Here the visual overview of what I am building:
The first part of the CloudFormation template is the definition of the Lambda function which will receive the DynamoDB event stream.
EchoFunction:
Type: AWS::Lambda::Function
Properties:
Code: #actual code, which echos the incoming event
ZipFile: >
exports.handler = function(event, context, callback) {
console.log("receiving event");
console.log(event);
callback(null,"done");
};
Handler: index.handler
Role:
Fn::GetAtt: [ LambdaRole , Arn ]
Runtime: nodejs6.10
Timeout: 300
This basically just implements an echo of all incoming information.

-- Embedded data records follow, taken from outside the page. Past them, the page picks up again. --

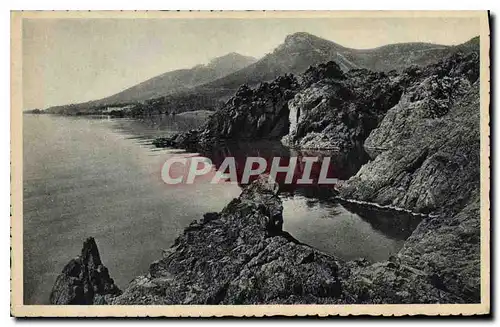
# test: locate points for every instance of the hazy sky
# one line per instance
(76, 60)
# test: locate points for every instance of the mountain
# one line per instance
(296, 54)
(302, 50)
(172, 82)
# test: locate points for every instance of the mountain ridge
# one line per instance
(296, 54)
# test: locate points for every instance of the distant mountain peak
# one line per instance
(232, 58)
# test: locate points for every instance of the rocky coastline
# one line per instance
(421, 130)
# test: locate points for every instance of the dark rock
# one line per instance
(84, 280)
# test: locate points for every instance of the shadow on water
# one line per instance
(311, 213)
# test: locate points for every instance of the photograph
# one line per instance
(250, 163)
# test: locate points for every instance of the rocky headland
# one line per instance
(420, 127)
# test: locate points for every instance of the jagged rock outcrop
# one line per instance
(339, 110)
(242, 256)
(421, 128)
(84, 280)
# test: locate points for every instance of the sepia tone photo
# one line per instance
(250, 163)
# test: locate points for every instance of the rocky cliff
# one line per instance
(421, 128)
(326, 108)
(84, 280)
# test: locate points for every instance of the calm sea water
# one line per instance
(101, 177)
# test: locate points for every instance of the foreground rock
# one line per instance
(421, 128)
(84, 280)
(431, 164)
(327, 108)
(242, 256)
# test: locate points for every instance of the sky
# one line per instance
(77, 60)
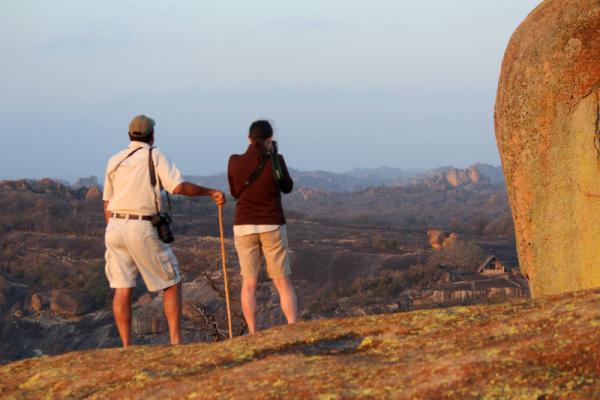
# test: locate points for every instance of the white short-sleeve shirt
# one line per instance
(128, 188)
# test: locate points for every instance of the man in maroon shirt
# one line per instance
(259, 227)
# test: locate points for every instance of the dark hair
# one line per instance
(143, 139)
(259, 132)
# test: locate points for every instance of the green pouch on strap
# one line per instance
(277, 169)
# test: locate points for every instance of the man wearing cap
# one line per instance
(132, 243)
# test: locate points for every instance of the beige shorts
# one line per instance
(272, 245)
(133, 246)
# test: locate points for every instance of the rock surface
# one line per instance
(148, 320)
(436, 238)
(519, 350)
(69, 302)
(546, 117)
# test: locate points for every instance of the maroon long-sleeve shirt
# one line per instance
(260, 202)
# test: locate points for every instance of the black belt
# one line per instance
(131, 216)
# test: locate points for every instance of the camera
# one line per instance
(162, 223)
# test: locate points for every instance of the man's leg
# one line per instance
(287, 297)
(122, 313)
(249, 302)
(172, 306)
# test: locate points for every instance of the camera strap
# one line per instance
(154, 180)
(256, 173)
(121, 162)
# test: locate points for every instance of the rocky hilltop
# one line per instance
(519, 350)
(547, 128)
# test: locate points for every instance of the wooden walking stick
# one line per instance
(225, 270)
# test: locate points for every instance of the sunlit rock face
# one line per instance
(547, 125)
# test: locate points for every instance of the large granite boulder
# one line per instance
(148, 320)
(547, 128)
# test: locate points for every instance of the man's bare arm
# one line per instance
(106, 212)
(192, 190)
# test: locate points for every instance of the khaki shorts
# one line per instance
(272, 245)
(133, 246)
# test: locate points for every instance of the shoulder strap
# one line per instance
(255, 174)
(121, 162)
(154, 180)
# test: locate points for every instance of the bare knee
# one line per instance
(249, 284)
(123, 294)
(282, 283)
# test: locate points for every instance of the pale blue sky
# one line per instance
(346, 83)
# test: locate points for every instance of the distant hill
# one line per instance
(522, 349)
(360, 179)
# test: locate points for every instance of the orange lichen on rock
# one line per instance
(523, 349)
(547, 113)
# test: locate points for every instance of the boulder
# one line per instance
(546, 120)
(436, 238)
(40, 301)
(148, 320)
(70, 302)
(458, 177)
(93, 193)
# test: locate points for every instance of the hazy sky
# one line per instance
(346, 83)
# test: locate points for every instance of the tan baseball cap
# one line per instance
(141, 126)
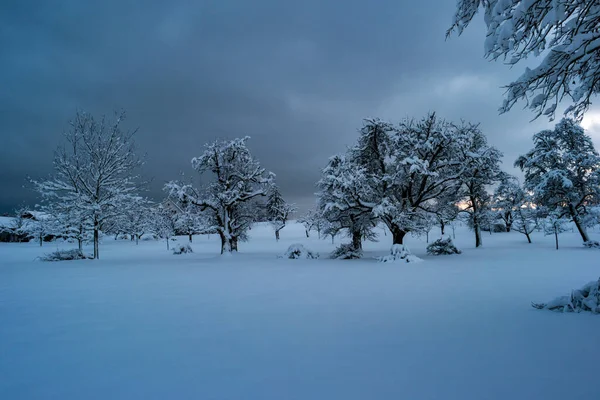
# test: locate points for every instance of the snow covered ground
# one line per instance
(142, 323)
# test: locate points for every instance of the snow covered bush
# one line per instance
(585, 299)
(592, 244)
(181, 248)
(296, 251)
(346, 252)
(442, 246)
(64, 255)
(400, 253)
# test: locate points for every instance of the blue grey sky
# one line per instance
(298, 77)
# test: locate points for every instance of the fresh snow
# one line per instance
(141, 323)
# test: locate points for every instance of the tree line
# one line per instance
(409, 177)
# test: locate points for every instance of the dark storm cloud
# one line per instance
(298, 77)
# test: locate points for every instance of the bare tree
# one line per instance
(94, 171)
(227, 200)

Now the role attached to this function needs the policy to read from the event stream.
LambdaRole:
Type: AWS::IAM::Role
Properties:
AssumeRolePolicyDocument:
Version: '2012-10-17'
Statement:
- Effect: Allow #allow lambda to assume this role
Principal:
Service:
- lambda.amazonaws.com
Action:
- sts:AssumeRole
Path: "/"
Policies:
- PolicyName: LambdaRolePolicy
PolicyDocument:
Version: '2012-10-17'
Statement:
- Effect: Allow #allow to write logs to cloudwatch
Action:
- logs:CreateLogGroup
- logs:CreateLogStream
- logs:PutLogEvents
Resource: arn:aws:logs:*:*:*
- Effect: Allow #allow lambda to read from the event stream
Action:
- dynamodb:DescribeStream
- dynamodb:GetRecords
- dynamodb:GetShardIterator
- dynamodb:ListStreams
Resource: "*"
After setting up the receiving part, I needed to define a DynamoDB table. The only significant property here is the StreamSpecification. This property actually defines the trigger and configures the trigger payload. In my case, I’m only interested in the new document. It is also possible to pass the new and old document around (see here).
DataTable:
Type: AWS::DynamoDB::Table
Properties:
AttributeDefinitions: #define the field id
- AttributeName: id
AttributeType: S
KeySchema:
- AttributeName: id #use the id field as primary key
KeyType: HASH
ProvisionedThroughput: #set the throughput to 1, since this is just a demo
ReadCapacityUnits: 1
WriteCapacityUnits: 1
StreamSpecification:
StreamViewType: NEW_IMAGE
Now comes the tricky part. To actually connect the Lambda with the trigger, I had to introduce an “AWS::Lambda::EventSourceMapping”-object. This is the glue which can connect both ends.
DataTableStream:
Type: AWS::Lambda::EventSourceMapping
Properties:
BatchSize: 1 #trigger one lambda per document
Enabled: True
EventSourceArn: #trigger event from the data table
Fn::GetAtt: [ DataTable , StreamArn ]
FunctionName: #trigger the echo function previously defined
Fn::GetAtt: [ EchoFunction , Arn ]
StartingPosition: LATEST #always start at the tail of the stream
All of this combined results in DynamoDB Table which trigger a Lambda on every change event. Filtering the event stream is only possible within the Lambda implementation.